Only full disclosure by the health plans can help us to answer these questions.
John McDonough
Oh yes. I forgot to mention that all those enlightened people who have chosen consumer driven Health Savings Accounts(HSA)will not qualify for MCC since Rx can not be a covered benefit in the high deductible insurance plan (by definition). I do not know the exact number but I have heard 50,000 in Massachusetts bandied about. Undoubtedly most of these people will be able to afford an upgrade in premium but who is to say that “Big Brother” has the right to disqualify peoples choice of plans intended to be affordable by involving the subscribers in the medical process. My oh My, what has God wrought?

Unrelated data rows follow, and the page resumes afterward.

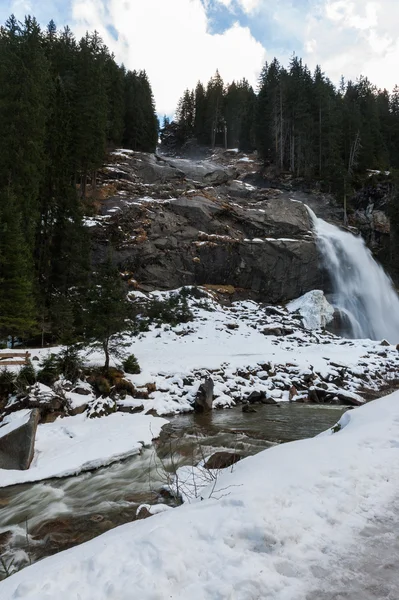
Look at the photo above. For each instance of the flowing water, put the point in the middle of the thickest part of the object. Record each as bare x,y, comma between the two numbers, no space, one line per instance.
363,292
40,519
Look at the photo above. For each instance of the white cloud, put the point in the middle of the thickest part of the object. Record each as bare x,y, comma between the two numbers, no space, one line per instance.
250,6
170,40
355,37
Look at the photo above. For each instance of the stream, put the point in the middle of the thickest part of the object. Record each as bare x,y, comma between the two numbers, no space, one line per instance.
40,519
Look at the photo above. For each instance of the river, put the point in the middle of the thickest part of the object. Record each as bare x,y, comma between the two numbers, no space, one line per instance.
40,519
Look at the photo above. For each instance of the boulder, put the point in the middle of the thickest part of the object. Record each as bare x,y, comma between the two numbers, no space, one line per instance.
222,460
256,397
248,408
314,309
204,399
269,401
17,440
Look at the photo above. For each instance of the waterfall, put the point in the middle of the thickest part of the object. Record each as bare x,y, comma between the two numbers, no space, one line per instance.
363,292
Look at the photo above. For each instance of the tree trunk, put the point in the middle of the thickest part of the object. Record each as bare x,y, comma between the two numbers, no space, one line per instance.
281,130
320,141
106,352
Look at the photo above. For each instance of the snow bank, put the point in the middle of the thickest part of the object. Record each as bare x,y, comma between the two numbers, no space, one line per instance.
75,444
14,421
269,529
314,308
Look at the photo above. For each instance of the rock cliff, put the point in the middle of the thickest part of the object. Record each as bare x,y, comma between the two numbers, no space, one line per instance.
178,222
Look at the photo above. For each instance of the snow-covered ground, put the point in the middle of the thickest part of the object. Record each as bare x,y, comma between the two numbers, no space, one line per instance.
268,530
246,347
75,444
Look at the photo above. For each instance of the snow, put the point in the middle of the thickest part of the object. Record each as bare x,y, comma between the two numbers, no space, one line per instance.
14,421
314,308
267,530
237,347
75,444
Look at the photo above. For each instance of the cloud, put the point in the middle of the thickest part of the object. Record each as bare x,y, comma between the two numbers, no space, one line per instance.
250,6
171,41
354,37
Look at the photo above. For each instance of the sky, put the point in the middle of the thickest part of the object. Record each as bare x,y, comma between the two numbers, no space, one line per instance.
179,42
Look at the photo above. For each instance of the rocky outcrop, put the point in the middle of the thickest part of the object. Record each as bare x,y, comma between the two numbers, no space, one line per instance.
201,226
204,398
222,460
17,440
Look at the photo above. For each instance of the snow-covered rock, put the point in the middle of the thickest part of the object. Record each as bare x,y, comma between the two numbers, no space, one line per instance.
269,529
75,444
314,309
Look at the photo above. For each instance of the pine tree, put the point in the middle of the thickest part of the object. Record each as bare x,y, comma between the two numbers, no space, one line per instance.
17,305
107,310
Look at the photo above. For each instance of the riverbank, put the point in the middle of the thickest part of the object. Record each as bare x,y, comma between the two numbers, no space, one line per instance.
290,510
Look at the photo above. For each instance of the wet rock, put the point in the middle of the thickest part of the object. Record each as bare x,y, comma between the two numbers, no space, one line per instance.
143,512
256,397
248,408
222,460
204,399
5,538
269,401
165,244
17,441
313,397
82,391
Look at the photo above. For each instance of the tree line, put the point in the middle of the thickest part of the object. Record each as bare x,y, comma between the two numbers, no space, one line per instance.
63,104
298,121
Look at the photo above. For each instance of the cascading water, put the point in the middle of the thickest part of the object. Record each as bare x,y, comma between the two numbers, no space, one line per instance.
362,290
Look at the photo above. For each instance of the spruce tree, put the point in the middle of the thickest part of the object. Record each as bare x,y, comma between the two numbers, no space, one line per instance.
107,310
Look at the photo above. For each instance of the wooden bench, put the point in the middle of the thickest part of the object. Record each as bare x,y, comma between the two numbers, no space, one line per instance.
23,358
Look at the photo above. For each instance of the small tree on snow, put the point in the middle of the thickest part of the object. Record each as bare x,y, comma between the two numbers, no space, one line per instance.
107,311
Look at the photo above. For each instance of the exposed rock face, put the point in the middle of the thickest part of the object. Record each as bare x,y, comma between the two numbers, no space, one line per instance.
188,233
222,460
204,398
17,441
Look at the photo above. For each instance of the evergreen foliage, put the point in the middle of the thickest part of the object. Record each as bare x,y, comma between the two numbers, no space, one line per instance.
107,311
298,121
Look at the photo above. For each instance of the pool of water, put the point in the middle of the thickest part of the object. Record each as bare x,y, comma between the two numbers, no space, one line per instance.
40,519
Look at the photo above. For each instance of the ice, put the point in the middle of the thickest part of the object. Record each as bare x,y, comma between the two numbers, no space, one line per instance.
274,527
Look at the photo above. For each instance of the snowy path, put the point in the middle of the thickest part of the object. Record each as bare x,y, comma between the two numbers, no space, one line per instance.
284,525
369,571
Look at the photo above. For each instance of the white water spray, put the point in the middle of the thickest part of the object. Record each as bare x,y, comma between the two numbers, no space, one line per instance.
362,290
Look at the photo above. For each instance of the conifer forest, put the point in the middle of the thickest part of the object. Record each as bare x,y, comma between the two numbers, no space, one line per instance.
64,103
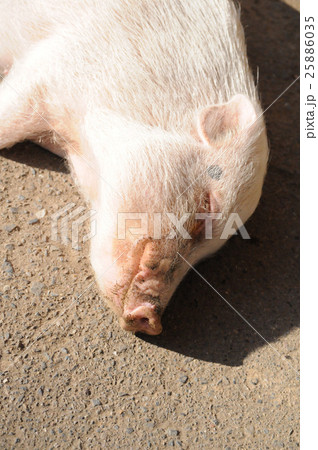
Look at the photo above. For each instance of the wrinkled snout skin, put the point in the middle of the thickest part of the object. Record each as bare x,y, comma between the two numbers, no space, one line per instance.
155,109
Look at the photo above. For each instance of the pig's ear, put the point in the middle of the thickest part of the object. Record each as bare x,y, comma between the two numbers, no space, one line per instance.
217,121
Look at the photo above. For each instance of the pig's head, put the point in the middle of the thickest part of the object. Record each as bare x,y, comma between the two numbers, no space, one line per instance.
150,233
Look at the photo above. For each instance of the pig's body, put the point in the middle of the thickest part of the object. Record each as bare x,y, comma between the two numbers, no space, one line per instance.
141,97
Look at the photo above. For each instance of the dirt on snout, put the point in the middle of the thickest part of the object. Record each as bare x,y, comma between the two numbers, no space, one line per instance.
214,379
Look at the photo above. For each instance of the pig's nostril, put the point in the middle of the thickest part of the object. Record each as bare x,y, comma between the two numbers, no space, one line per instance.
144,320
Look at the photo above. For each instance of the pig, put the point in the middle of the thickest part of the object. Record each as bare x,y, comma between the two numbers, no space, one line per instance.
154,106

I have heard enough about the 200,000 current subscribers who will have to upgrade to meet MCC. This is a fact based on current definition of MCC needing to include Rx coverage. These 200,000 are subscribers with the “Big Five” HMOs whose coverage does not include Rx. This is easily confirmed by the HMOs. Just give them a call. Futhermore there are at least 40,000 more subscribers that will have to upgrade because their coverages only provide a Rx discount card. These are the folks on Mega Life, MidWest Life NASE etc. Who is to say if these 240,000 subscribers can afford a premium increase or perhaps they will be pushed out the back door seeking an affordability waiver? Maybe John M knows but the rest of the world does not, including the Connector.
John–You know full well that it’s disingenuous for legislators to now say that it is/was the “intent” of Chap. 58 to include drugs in the definition of MCC. There is no evidence of this intent in the words of the statute. Isn’t it better for the Connector to work out this issue, especially the initial implementation, without a lot of posturing from the sidelines?